In this environment – and with Oxford Economics estimating an average forecast for Brent crude oil prices of US$113 per barrel in this quarter of 2026, indicating continued high gasoline prices that imperil Republican political prospects – lawmakers may proceed with caution.

They likely will look favourably at increases in immigration enforcement and, after several air travel accidents including the Air Canada collision in New York, at proposed increases in aviation safety and increased hiring of air-traffic controllers.

But other cuts in popular domestic programs may not fare as well.

There may be resistance to Mr. Trump’s proposal to eliminate teacher-training programs (similar programs, which the budget document dismisses as “$70-million used to indoctrinate new teachers,” have won broad bipartisan support in the Michigan legislature, for example) and to cut US$15-billion in clean-energy subventions (perhaps these projects are more appealing at a time of high oil prices).

The legacy of Trump, multitasker-in-chief, might amount to far less than his ambitions

Already, some Republicans have broken with Mr. Trump on some domestic spending cuts, particularly health care for the working poor. GOP Sen. Josh Hawley of Missouri, a potential 2028 presidential candidate, last year described such reductions as “morally wrong and politically suicidal.”

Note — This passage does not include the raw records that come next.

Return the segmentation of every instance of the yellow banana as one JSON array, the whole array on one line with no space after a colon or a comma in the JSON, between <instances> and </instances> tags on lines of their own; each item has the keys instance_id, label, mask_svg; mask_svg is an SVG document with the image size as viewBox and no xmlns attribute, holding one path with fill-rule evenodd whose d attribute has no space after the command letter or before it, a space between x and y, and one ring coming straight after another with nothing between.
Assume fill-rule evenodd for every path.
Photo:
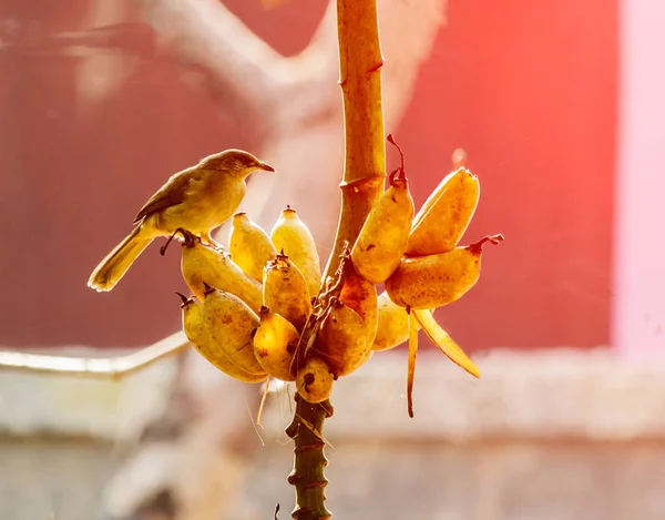
<instances>
[{"instance_id":1,"label":"yellow banana","mask_svg":"<svg viewBox=\"0 0 665 520\"><path fill-rule=\"evenodd\" d=\"M409 339L409 314L383 292L378 298L379 326L372 350L390 350ZM420 328L420 324L418 325Z\"/></svg>"},{"instance_id":2,"label":"yellow banana","mask_svg":"<svg viewBox=\"0 0 665 520\"><path fill-rule=\"evenodd\" d=\"M205 329L203 324L203 304L193 298L187 298L180 293L177 294L183 299L181 305L183 313L183 330L198 354L234 379L245 383L260 383L266 380L268 377L267 374L254 375L235 366L231 358L224 354L222 347L217 345Z\"/></svg>"},{"instance_id":3,"label":"yellow banana","mask_svg":"<svg viewBox=\"0 0 665 520\"><path fill-rule=\"evenodd\" d=\"M263 302L266 307L284 316L298 329L311 313L307 282L300 269L285 254L268 262L264 272Z\"/></svg>"},{"instance_id":4,"label":"yellow banana","mask_svg":"<svg viewBox=\"0 0 665 520\"><path fill-rule=\"evenodd\" d=\"M403 154L391 135L388 141L398 147L402 163L390 174L390 187L369 212L351 252L356 271L375 284L383 283L399 265L413 220L413 198L405 176Z\"/></svg>"},{"instance_id":5,"label":"yellow banana","mask_svg":"<svg viewBox=\"0 0 665 520\"><path fill-rule=\"evenodd\" d=\"M413 417L413 379L416 377L416 359L418 358L418 327L416 315L409 313L409 360L407 369L407 409Z\"/></svg>"},{"instance_id":6,"label":"yellow banana","mask_svg":"<svg viewBox=\"0 0 665 520\"><path fill-rule=\"evenodd\" d=\"M252 341L259 325L258 316L241 298L208 287L203 300L203 324L238 368L249 374L266 374L254 356Z\"/></svg>"},{"instance_id":7,"label":"yellow banana","mask_svg":"<svg viewBox=\"0 0 665 520\"><path fill-rule=\"evenodd\" d=\"M273 226L270 239L277 251L283 251L298 266L307 281L309 295L317 296L321 285L321 267L316 243L309 228L290 206L286 206Z\"/></svg>"},{"instance_id":8,"label":"yellow banana","mask_svg":"<svg viewBox=\"0 0 665 520\"><path fill-rule=\"evenodd\" d=\"M402 258L386 281L390 299L416 309L441 307L462 297L480 277L482 245L498 244L502 235L485 236L466 247L437 255Z\"/></svg>"},{"instance_id":9,"label":"yellow banana","mask_svg":"<svg viewBox=\"0 0 665 520\"><path fill-rule=\"evenodd\" d=\"M296 389L307 402L321 402L332 394L335 376L328 365L316 357L310 357L298 370Z\"/></svg>"},{"instance_id":10,"label":"yellow banana","mask_svg":"<svg viewBox=\"0 0 665 520\"><path fill-rule=\"evenodd\" d=\"M447 175L416 215L406 254L432 255L456 247L475 213L479 197L480 183L469 170L460 167Z\"/></svg>"},{"instance_id":11,"label":"yellow banana","mask_svg":"<svg viewBox=\"0 0 665 520\"><path fill-rule=\"evenodd\" d=\"M277 254L268 234L239 212L231 221L228 243L232 259L252 278L262 282L264 267Z\"/></svg>"},{"instance_id":12,"label":"yellow banana","mask_svg":"<svg viewBox=\"0 0 665 520\"><path fill-rule=\"evenodd\" d=\"M270 376L283 381L293 381L290 364L300 335L285 317L262 307L258 313L260 325L254 335L254 355L258 364Z\"/></svg>"},{"instance_id":13,"label":"yellow banana","mask_svg":"<svg viewBox=\"0 0 665 520\"><path fill-rule=\"evenodd\" d=\"M412 309L411 314L416 316L418 324L422 325L424 333L439 350L446 354L457 366L463 368L474 377L480 377L480 370L475 364L467 356L454 339L439 326L431 310Z\"/></svg>"},{"instance_id":14,"label":"yellow banana","mask_svg":"<svg viewBox=\"0 0 665 520\"><path fill-rule=\"evenodd\" d=\"M339 299L332 299L330 305L317 338L317 351L337 378L364 365L371 344L366 340L365 323L358 313Z\"/></svg>"},{"instance_id":15,"label":"yellow banana","mask_svg":"<svg viewBox=\"0 0 665 520\"><path fill-rule=\"evenodd\" d=\"M224 252L202 244L192 233L183 232L183 236L181 265L192 293L203 300L207 284L237 296L257 313L263 303L260 283L243 273Z\"/></svg>"},{"instance_id":16,"label":"yellow banana","mask_svg":"<svg viewBox=\"0 0 665 520\"><path fill-rule=\"evenodd\" d=\"M421 325L432 343L457 366L463 368L474 377L480 377L480 370L469 356L443 330L431 310L410 309L409 316L409 361L407 371L407 407L409 417L413 417L413 378L416 375L416 359L418 357L418 329Z\"/></svg>"},{"instance_id":17,"label":"yellow banana","mask_svg":"<svg viewBox=\"0 0 665 520\"><path fill-rule=\"evenodd\" d=\"M365 343L369 348L375 340L379 325L377 287L370 281L350 269L344 282L339 299L362 318Z\"/></svg>"}]
</instances>

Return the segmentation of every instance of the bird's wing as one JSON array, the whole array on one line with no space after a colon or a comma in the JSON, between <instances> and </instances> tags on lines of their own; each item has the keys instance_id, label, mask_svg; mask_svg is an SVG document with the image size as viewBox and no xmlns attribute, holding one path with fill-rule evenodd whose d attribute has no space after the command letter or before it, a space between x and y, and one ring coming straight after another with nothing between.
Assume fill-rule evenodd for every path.
<instances>
[{"instance_id":1,"label":"bird's wing","mask_svg":"<svg viewBox=\"0 0 665 520\"><path fill-rule=\"evenodd\" d=\"M202 175L203 171L195 169L183 170L173 175L139 211L134 224L153 213L181 204L191 190L190 184L201 181Z\"/></svg>"}]
</instances>

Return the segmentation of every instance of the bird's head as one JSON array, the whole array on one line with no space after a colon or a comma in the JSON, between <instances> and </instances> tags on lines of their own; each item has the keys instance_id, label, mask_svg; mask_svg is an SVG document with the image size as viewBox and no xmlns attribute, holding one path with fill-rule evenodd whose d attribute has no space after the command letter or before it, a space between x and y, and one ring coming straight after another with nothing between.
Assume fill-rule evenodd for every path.
<instances>
[{"instance_id":1,"label":"bird's head","mask_svg":"<svg viewBox=\"0 0 665 520\"><path fill-rule=\"evenodd\" d=\"M207 157L201 160L200 165L206 170L227 172L241 177L249 175L255 170L263 170L265 172L275 171L273 166L259 161L249 152L233 149L208 155Z\"/></svg>"}]
</instances>

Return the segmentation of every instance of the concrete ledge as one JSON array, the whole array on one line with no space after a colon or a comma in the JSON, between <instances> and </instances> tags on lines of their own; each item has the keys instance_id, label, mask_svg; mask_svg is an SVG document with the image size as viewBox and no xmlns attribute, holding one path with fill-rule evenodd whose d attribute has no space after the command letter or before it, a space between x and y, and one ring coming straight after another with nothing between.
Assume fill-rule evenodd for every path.
<instances>
[{"instance_id":1,"label":"concrete ledge","mask_svg":"<svg viewBox=\"0 0 665 520\"><path fill-rule=\"evenodd\" d=\"M665 364L627 363L608 349L565 348L494 350L474 359L480 380L438 351L421 353L416 418L409 419L406 353L375 355L337 383L336 414L326 436L358 441L665 437ZM120 381L0 373L0 434L100 439L135 435L165 406L174 368L173 360L165 360ZM196 364L195 369L207 373ZM222 386L224 378L219 375ZM287 401L286 395L270 398L263 421L268 437L279 436L288 422Z\"/></svg>"}]
</instances>

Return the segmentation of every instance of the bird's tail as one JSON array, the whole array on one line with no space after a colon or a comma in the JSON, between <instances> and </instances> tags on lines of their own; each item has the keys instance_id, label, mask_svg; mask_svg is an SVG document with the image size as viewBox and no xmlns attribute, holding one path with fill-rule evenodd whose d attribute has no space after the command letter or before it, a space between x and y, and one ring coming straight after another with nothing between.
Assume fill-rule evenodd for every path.
<instances>
[{"instance_id":1,"label":"bird's tail","mask_svg":"<svg viewBox=\"0 0 665 520\"><path fill-rule=\"evenodd\" d=\"M95 267L88 286L98 292L111 290L153 238L154 235L143 226L134 227L134 231Z\"/></svg>"}]
</instances>

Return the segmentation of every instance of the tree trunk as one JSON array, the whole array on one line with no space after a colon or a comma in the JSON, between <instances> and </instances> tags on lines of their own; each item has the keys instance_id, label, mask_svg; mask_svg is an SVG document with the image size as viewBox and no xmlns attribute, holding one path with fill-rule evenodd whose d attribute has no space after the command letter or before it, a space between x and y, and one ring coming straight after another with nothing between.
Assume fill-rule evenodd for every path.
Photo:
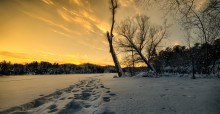
<instances>
[{"instance_id":1,"label":"tree trunk","mask_svg":"<svg viewBox=\"0 0 220 114\"><path fill-rule=\"evenodd\" d=\"M112 59L113 59L113 61L114 61L116 70L117 70L117 72L118 72L118 76L119 76L119 77L125 76L125 74L124 74L124 72L123 72L123 70L122 70L122 68L121 68L121 65L120 65L119 62L118 62L118 58L117 58L117 56L116 56L116 54L115 54L115 50L114 50L114 47L113 47L112 41L111 41L112 37L109 35L108 32L107 32L107 38L108 38L108 42L109 42L110 53L111 53L111 55L112 55Z\"/></svg>"},{"instance_id":2,"label":"tree trunk","mask_svg":"<svg viewBox=\"0 0 220 114\"><path fill-rule=\"evenodd\" d=\"M142 60L144 61L145 64L147 64L147 66L153 71L156 72L156 69L150 64L148 63L147 59L144 57L144 55L138 51L139 55L141 56Z\"/></svg>"}]
</instances>

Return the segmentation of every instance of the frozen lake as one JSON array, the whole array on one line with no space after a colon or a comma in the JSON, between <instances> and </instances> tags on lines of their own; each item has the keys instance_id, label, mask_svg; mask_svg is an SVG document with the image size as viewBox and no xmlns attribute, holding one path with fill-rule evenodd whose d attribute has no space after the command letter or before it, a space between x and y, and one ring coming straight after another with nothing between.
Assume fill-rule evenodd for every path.
<instances>
[{"instance_id":1,"label":"frozen lake","mask_svg":"<svg viewBox=\"0 0 220 114\"><path fill-rule=\"evenodd\" d=\"M0 110L30 102L88 77L113 74L26 75L0 77Z\"/></svg>"}]
</instances>

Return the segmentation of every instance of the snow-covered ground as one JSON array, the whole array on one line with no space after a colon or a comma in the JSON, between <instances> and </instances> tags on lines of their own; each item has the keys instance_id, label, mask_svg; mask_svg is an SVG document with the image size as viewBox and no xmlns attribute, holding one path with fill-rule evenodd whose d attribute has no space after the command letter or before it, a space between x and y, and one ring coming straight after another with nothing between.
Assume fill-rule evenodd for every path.
<instances>
[{"instance_id":1,"label":"snow-covered ground","mask_svg":"<svg viewBox=\"0 0 220 114\"><path fill-rule=\"evenodd\" d=\"M4 80L0 79L0 107L1 111L4 111L0 113L220 113L220 79L200 78L192 80L186 77L112 78L114 75L115 74L79 75L81 79L79 79L77 75L40 77L44 79L38 79L38 77L34 77L33 79L32 77L3 78ZM18 80L21 82L16 83ZM72 82L70 80L72 80ZM7 83L12 83L13 81L15 82L12 84L13 87L6 86ZM36 84L42 83L42 81L47 84ZM2 85L2 82L4 82L5 85ZM27 86L24 82L35 86L23 87ZM50 84L52 82L53 84ZM17 90L18 88L21 89ZM12 90L15 91L15 93L13 93ZM2 92L8 93L4 95ZM25 97L11 97L20 96L16 94L21 93ZM2 96L5 97L2 98ZM20 100L22 103L18 103L18 99L22 99ZM8 107L12 106L17 107L8 109ZM5 110L6 108L8 110Z\"/></svg>"}]
</instances>

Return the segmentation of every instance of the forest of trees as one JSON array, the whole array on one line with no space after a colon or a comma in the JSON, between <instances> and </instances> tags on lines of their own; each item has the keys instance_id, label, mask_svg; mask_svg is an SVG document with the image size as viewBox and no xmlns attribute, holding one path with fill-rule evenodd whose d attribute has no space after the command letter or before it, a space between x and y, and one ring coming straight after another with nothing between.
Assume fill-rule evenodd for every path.
<instances>
[{"instance_id":1,"label":"forest of trees","mask_svg":"<svg viewBox=\"0 0 220 114\"><path fill-rule=\"evenodd\" d=\"M152 64L158 73L192 73L191 58L195 60L195 73L206 74L204 57L205 48L208 47L208 71L209 73L219 73L220 71L220 39L215 40L213 45L205 46L199 43L194 44L190 49L186 46L175 45L167 47L158 53L155 52L150 64ZM193 55L191 56L191 52ZM137 58L138 59L138 58ZM129 62L127 57L126 62ZM134 64L142 61L135 60ZM132 62L123 68L124 72L135 74L135 72L147 71L146 67L132 68ZM24 74L76 74L76 73L115 73L114 66L98 66L94 64L58 64L49 62L31 62L27 64L12 64L11 62L0 62L0 75L24 75Z\"/></svg>"},{"instance_id":2,"label":"forest of trees","mask_svg":"<svg viewBox=\"0 0 220 114\"><path fill-rule=\"evenodd\" d=\"M118 39L116 46L125 56L124 61L115 61L112 37L110 38L110 52L116 68L120 64L129 67L134 74L135 64L144 63L154 73L178 72L194 74L211 74L219 72L219 36L220 36L220 1L209 0L201 6L195 0L140 0L137 6L150 10L153 6L164 12L164 25L153 25L146 15L128 17L118 23ZM114 27L115 10L118 0L110 0L112 12L111 36ZM114 7L116 6L116 7ZM146 8L147 6L147 8ZM187 46L174 46L158 52L158 46L168 37L167 19L172 17L184 31ZM109 32L107 32L107 36ZM194 46L191 46L195 44ZM111 51L113 50L113 51ZM124 63L123 63L124 62ZM117 70L119 77L121 71Z\"/></svg>"},{"instance_id":3,"label":"forest of trees","mask_svg":"<svg viewBox=\"0 0 220 114\"><path fill-rule=\"evenodd\" d=\"M12 64L11 62L0 62L1 75L41 75L41 74L80 74L80 73L111 73L116 72L113 66L98 66L94 64L58 64L49 62L31 62L27 64Z\"/></svg>"},{"instance_id":4,"label":"forest of trees","mask_svg":"<svg viewBox=\"0 0 220 114\"><path fill-rule=\"evenodd\" d=\"M181 45L167 47L158 53L155 52L150 64L155 67L158 73L191 74L193 72L191 59L194 58L194 72L196 74L207 74L205 67L206 58L204 57L206 47L208 47L208 74L220 73L220 39L215 40L213 45L209 44L208 46L196 43L190 49ZM193 54L191 54L192 52ZM136 66L136 64L140 64L142 61L138 57L133 58L134 60L129 60L132 59L131 56L132 53L130 56L126 56L127 59L123 62L127 66L127 71L135 74L139 70L133 68L133 64Z\"/></svg>"}]
</instances>

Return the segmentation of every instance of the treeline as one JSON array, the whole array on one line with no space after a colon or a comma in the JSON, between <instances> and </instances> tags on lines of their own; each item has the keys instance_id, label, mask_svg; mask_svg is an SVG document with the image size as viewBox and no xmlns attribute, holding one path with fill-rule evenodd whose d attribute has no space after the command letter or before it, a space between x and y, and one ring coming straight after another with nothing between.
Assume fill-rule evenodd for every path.
<instances>
[{"instance_id":1,"label":"treeline","mask_svg":"<svg viewBox=\"0 0 220 114\"><path fill-rule=\"evenodd\" d=\"M153 57L151 63L160 72L192 73L192 67L198 74L220 72L220 39L212 45L196 43L190 49L180 45L168 47Z\"/></svg>"},{"instance_id":2,"label":"treeline","mask_svg":"<svg viewBox=\"0 0 220 114\"><path fill-rule=\"evenodd\" d=\"M78 74L78 73L112 73L113 66L98 66L94 64L58 64L49 62L31 62L27 64L12 64L11 62L0 62L0 75L41 75L41 74Z\"/></svg>"}]
</instances>

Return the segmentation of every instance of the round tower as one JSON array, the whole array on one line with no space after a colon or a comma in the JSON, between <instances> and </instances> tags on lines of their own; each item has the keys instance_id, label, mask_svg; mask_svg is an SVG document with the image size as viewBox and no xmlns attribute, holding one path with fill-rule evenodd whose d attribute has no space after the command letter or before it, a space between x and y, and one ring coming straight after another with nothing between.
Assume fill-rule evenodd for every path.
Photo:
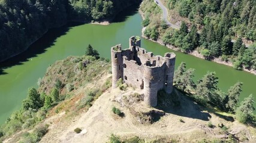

The Trump budget submission sets the stage for an animated political debate over the broader philosophy of American government. The following passage alone, which introduces requests for cuts in housing, banking, minority business enterprises and environmental programs, is the predicate not only for this year but also for the 2028 presidential election:

“President Trump is committed to eliminating radical gender and racial ideologies that poison the minds of Americans. The President’s FY 2027 Budget upholds the Constitution by eliminating funding for cultural Marxism.”

In that regard, if not in others, the Trump budget may be relevant after all.